If car flipping were anything like cow tipping, this might be a fun show. But no, in each episode, “tempers flare and rivalries ignite” as…as three typically colorful used car lot owners go to a used car auction and—be still my heart—buy cars.

Dallas Car Sharks “features its fair share of personalities,” we’re told. Oh, definitely personalities. We’re not making this up:

Tommy “The King” Spagnola, a true Texas family man who turns tough when it comes to turning over cars. “The King” has been in the business for 30 years with a family-run auto lot featuring a massive, museum quality show room. Ash “The Wise Guy” Rabah is the sometimes cocky, independent dealer who goes after cars across the spectrum and whose brash personality puts him smack dab into conflicts with the other sharks, especially Tommy. Martha Davis, known as “Mother Hen”, battles with being a woman in the used car world but is determined to succeed in order to provide for her family. “Mother Hen” loves to compete with and get the best of the “big boys”.

Yeah, you go, girl. Get the best of those big boys.

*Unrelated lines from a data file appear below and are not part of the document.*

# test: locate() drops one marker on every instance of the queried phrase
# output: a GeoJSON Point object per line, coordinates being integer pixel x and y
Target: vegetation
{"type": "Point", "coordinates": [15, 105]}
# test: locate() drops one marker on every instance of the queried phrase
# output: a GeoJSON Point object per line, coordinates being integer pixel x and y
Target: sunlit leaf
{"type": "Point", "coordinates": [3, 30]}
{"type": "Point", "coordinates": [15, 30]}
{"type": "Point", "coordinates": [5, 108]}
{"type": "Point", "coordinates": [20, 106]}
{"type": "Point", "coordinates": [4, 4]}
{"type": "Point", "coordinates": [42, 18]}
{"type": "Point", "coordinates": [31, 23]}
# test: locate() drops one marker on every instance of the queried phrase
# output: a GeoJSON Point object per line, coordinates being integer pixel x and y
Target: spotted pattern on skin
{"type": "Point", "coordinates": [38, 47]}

What exactly goes on? Well, we wouldn’t be the spoiler even if we could, but here’s their description of what happens in the first episode:

“A packed auto auction means tough bidding wars for the Car Sharks, but they soon discover the winning cars are not as they seemed. Martha’s 2000 Crown Victoria police cruiser hides a secret that leads her to a salvage yard, Ash’s 1968 Pontiac GTO stalls on the way home, and Tommy’s 2007 Dodge Ram truck is a complete mystery with a broken odometer. The Sharks can only hope they have gambled on the right vehicles to turn a profit.”

Oh, no, a used car stalls on the way home. Chills, folks. Absolute chills.

Seriously, it would be more exciting to watch the custodian run the floor buffer down at the junior high. Or golf.

Dallas Car Sharks debuts, oh, sometime or another, on Velocity, of course.

For us, we’re going to YouTube to watch cat videos. Cats never jump sharks.